The European Commission was wrong to refuse to release text messages sent by Ursula von der Leyen to the chief of Pfizer during negotiations to secure COVVI-19 vaccines, judged the EU Superior Court.
The General Court said that the Commission had not given a plausible explanation on the reasons why the exchanges between its president and Albert Bourla de Pfizer could not be made public when an investigation journalist asked them in 2021.
That year, Pfizer signed billions of euros in vaccine contracts with the EU, including an agreement for 1.8 billion additional doses.
The content of the messages between von der Leyen and Mr. Bourla remains secret, in a simmered case which has become known in Brussels under the name of Pfizergate.
The Transparency International anti-corruption group welcomed the European Court’s decision as a “historic victory for transparency in the EU”, adding that it should serve as a catalyst to end an “restrictive attitude towards freedom of information”.
Von der Leyen became president of the commission in 2019 and, in a year, was faced with the task of directing the EU’s response to the cocovated pandemic.

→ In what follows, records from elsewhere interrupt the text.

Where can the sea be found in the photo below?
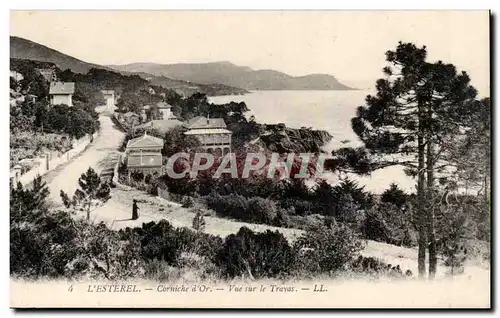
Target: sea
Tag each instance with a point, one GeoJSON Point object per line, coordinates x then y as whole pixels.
{"type": "Point", "coordinates": [326, 110]}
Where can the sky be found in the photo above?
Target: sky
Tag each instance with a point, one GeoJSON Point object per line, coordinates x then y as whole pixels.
{"type": "Point", "coordinates": [350, 45]}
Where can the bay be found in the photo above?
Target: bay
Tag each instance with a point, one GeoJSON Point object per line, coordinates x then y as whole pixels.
{"type": "Point", "coordinates": [326, 110]}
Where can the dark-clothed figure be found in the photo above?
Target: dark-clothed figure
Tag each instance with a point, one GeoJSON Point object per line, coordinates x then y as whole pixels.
{"type": "Point", "coordinates": [135, 211]}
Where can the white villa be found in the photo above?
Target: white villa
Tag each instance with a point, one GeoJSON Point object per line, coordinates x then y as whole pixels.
{"type": "Point", "coordinates": [212, 133]}
{"type": "Point", "coordinates": [61, 93]}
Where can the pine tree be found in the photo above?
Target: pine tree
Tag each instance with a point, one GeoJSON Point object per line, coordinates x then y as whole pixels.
{"type": "Point", "coordinates": [91, 188]}
{"type": "Point", "coordinates": [418, 106]}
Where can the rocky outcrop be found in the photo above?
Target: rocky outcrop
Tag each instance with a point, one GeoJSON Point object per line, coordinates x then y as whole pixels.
{"type": "Point", "coordinates": [279, 138]}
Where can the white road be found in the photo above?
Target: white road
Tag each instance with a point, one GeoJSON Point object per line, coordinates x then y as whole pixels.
{"type": "Point", "coordinates": [65, 177]}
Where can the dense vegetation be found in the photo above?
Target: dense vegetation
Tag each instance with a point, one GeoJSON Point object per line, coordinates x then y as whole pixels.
{"type": "Point", "coordinates": [36, 126]}
{"type": "Point", "coordinates": [55, 244]}
{"type": "Point", "coordinates": [424, 118]}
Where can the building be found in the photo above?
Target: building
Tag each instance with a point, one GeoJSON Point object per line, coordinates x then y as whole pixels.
{"type": "Point", "coordinates": [161, 125]}
{"type": "Point", "coordinates": [48, 73]}
{"type": "Point", "coordinates": [109, 97]}
{"type": "Point", "coordinates": [165, 109]}
{"type": "Point", "coordinates": [144, 155]}
{"type": "Point", "coordinates": [61, 93]}
{"type": "Point", "coordinates": [212, 134]}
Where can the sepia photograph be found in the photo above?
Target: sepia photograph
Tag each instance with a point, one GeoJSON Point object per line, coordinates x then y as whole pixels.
{"type": "Point", "coordinates": [250, 159]}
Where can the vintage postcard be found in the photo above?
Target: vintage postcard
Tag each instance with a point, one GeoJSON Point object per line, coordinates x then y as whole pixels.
{"type": "Point", "coordinates": [250, 159]}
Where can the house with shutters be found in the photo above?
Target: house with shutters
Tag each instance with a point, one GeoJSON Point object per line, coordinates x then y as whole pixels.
{"type": "Point", "coordinates": [61, 93]}
{"type": "Point", "coordinates": [212, 134]}
{"type": "Point", "coordinates": [109, 97]}
{"type": "Point", "coordinates": [143, 154]}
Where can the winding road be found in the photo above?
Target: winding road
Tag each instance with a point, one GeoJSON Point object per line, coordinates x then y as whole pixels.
{"type": "Point", "coordinates": [65, 177]}
{"type": "Point", "coordinates": [116, 212]}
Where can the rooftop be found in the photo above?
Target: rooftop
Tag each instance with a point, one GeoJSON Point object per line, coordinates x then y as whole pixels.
{"type": "Point", "coordinates": [145, 141]}
{"type": "Point", "coordinates": [207, 131]}
{"type": "Point", "coordinates": [163, 125]}
{"type": "Point", "coordinates": [201, 122]}
{"type": "Point", "coordinates": [145, 160]}
{"type": "Point", "coordinates": [60, 88]}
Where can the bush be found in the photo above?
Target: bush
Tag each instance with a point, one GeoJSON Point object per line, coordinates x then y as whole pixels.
{"type": "Point", "coordinates": [258, 255]}
{"type": "Point", "coordinates": [390, 224]}
{"type": "Point", "coordinates": [395, 195]}
{"type": "Point", "coordinates": [254, 210]}
{"type": "Point", "coordinates": [327, 249]}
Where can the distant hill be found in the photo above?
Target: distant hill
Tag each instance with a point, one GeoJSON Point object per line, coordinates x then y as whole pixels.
{"type": "Point", "coordinates": [25, 49]}
{"type": "Point", "coordinates": [240, 76]}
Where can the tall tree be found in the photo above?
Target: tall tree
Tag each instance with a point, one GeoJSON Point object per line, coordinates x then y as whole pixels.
{"type": "Point", "coordinates": [417, 106]}
{"type": "Point", "coordinates": [91, 188]}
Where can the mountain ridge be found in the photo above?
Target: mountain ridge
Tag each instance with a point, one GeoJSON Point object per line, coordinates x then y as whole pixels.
{"type": "Point", "coordinates": [227, 73]}
{"type": "Point", "coordinates": [21, 48]}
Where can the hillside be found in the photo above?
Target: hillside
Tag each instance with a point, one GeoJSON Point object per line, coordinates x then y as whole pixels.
{"type": "Point", "coordinates": [25, 49]}
{"type": "Point", "coordinates": [240, 76]}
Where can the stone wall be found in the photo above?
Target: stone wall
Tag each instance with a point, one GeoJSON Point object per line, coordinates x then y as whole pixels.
{"type": "Point", "coordinates": [49, 161]}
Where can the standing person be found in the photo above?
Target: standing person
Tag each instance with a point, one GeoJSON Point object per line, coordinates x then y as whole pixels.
{"type": "Point", "coordinates": [135, 210]}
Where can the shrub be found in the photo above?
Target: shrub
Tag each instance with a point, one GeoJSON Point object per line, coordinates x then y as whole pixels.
{"type": "Point", "coordinates": [394, 195]}
{"type": "Point", "coordinates": [390, 224]}
{"type": "Point", "coordinates": [327, 249]}
{"type": "Point", "coordinates": [258, 255]}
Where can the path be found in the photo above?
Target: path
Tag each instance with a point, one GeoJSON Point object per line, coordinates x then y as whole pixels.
{"type": "Point", "coordinates": [65, 177]}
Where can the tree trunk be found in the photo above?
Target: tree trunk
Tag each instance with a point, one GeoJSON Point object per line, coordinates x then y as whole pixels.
{"type": "Point", "coordinates": [431, 231]}
{"type": "Point", "coordinates": [422, 237]}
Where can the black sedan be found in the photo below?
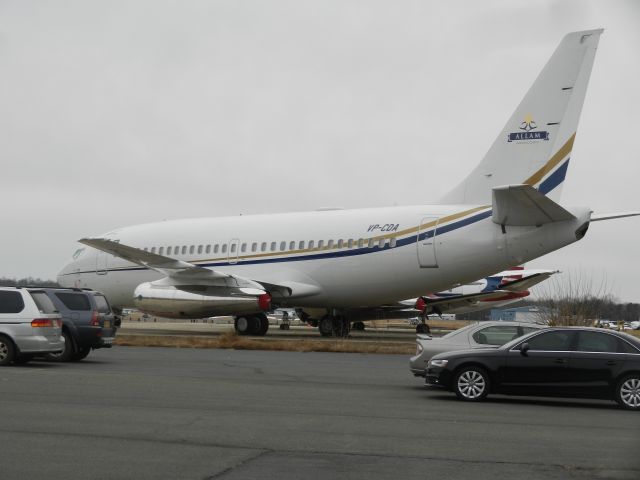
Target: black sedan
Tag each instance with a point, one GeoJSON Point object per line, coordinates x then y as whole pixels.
{"type": "Point", "coordinates": [567, 362]}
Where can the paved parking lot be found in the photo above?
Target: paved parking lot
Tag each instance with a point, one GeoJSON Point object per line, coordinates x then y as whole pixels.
{"type": "Point", "coordinates": [195, 414]}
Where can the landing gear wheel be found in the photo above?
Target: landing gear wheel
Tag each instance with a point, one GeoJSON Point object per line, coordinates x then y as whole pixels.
{"type": "Point", "coordinates": [423, 328]}
{"type": "Point", "coordinates": [471, 384]}
{"type": "Point", "coordinates": [628, 392]}
{"type": "Point", "coordinates": [262, 324]}
{"type": "Point", "coordinates": [341, 327]}
{"type": "Point", "coordinates": [325, 326]}
{"type": "Point", "coordinates": [7, 351]}
{"type": "Point", "coordinates": [68, 351]}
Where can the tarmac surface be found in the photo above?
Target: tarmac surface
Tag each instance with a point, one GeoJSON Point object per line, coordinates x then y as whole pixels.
{"type": "Point", "coordinates": [161, 413]}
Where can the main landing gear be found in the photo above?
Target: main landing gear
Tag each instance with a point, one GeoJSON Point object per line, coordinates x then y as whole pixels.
{"type": "Point", "coordinates": [334, 326]}
{"type": "Point", "coordinates": [252, 324]}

She won a second five -year term at the end of last year. Wednesday’s decision threatens to harm its reputation, due to the apparent lack of transparency surrounding the agreement on the Pfizer vaccine, in which it played such an important role.
The Commission said it would study the decision closely and examine its next steps, but it insisted that transparency had “always been of capital importance”.

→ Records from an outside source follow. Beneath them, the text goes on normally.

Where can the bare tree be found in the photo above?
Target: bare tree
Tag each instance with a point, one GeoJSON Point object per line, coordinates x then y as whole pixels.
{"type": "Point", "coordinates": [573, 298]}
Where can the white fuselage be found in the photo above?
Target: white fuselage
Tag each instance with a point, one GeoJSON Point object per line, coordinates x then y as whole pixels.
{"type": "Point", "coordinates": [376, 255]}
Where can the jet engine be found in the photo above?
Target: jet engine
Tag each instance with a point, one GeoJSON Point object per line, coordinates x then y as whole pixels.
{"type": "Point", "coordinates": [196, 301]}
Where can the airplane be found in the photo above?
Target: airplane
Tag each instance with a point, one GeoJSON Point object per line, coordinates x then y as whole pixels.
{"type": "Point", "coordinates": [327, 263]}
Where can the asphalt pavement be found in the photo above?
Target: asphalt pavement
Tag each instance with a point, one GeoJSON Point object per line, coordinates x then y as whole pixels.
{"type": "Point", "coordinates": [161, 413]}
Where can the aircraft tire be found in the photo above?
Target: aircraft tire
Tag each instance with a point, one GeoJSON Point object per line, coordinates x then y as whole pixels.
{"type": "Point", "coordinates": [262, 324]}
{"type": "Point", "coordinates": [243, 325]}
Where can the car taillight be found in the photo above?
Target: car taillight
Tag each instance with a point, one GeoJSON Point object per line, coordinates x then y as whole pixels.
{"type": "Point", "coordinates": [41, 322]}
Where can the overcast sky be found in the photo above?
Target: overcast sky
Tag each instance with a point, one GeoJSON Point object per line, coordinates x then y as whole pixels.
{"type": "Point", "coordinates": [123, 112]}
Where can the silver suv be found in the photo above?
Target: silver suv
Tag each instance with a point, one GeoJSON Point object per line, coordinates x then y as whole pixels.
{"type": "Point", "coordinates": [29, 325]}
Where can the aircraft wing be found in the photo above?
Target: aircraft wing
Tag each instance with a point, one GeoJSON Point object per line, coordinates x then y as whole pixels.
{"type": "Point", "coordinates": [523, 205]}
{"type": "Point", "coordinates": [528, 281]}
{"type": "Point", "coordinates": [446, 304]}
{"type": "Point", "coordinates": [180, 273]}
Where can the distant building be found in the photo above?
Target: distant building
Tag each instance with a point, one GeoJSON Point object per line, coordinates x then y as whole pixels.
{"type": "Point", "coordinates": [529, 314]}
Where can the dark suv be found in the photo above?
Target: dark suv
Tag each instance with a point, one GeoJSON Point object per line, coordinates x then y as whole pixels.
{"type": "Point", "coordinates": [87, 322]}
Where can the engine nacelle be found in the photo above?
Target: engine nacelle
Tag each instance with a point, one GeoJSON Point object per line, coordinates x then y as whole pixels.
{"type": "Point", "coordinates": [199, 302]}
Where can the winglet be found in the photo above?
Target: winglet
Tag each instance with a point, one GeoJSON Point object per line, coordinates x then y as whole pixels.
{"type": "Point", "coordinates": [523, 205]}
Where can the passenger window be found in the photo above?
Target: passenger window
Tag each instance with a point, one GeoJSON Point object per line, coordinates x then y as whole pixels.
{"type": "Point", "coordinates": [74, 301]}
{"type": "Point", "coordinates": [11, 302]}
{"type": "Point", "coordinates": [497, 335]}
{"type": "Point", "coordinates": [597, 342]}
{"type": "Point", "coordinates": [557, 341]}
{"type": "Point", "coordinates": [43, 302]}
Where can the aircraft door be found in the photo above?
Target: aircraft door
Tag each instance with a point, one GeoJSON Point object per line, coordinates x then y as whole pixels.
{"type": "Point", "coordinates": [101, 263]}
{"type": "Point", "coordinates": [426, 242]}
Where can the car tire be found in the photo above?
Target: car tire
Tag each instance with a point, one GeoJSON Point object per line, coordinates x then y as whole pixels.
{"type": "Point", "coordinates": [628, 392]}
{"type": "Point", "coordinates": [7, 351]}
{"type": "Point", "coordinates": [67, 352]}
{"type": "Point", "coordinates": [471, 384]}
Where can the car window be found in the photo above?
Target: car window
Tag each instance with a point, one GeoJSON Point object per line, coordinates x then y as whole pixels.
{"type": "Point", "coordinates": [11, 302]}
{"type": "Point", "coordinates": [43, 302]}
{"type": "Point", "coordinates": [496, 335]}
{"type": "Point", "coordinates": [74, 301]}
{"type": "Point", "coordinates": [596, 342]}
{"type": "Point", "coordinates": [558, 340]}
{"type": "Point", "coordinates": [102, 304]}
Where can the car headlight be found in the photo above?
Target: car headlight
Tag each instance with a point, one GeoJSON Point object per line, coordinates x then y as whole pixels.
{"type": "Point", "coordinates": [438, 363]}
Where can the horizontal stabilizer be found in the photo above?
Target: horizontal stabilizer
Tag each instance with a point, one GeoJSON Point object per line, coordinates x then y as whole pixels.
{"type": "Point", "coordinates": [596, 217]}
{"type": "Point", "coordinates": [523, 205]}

The controversy broke out in April 2021, when the journalist from the New York Times Matina Stevis revealed how Ursula von der Leyen had negotiated in private with the boss of Pfizer after her German partner Biontech won the regulatory approval of her cocvid drug.
The article stimulated investigative journalist Alexander Fanta, who worked for a German publication, to use a freedom of information to see the exchange of messages between January 2021 and May 2022. But the European Commission refused it, saying that it did not have the documents.
Under the commission’s transparency rules, all the staff, including the president, must archive his documents.
However, mobile text messages are a gray area, and the case has largely articulated whether or not they should be considered important recordings.
An EU official argued this week that SMS were not “systematically considered as public documents” and not recorded as such.
Fanta brought the case to the European Ombudsman in 2021, where an investigation revealed that the failure of the commission to seek text messages beyond its usual holding of files was equivalent to poor administration.
Stevis and the New York Times followed, and when the messages have still not been released, they brought the European Commission to court.
Declaring Stevis’ challenge, the court said on Wednesday that the EU executive was based “either on assumptions or on changing or imprecise information”, while the journalist and the New York Times had managed to refute their claims.
The court said that if a presumption was refuted, it belonged to the Commission to prove that the documents did not exist or that it did not have them.
The commission had not specified whether the text messages had been deleted or not, the court ruled and if it had been deleted, if it was done deliberately or if Von der Leyen had since changed his mobile phone.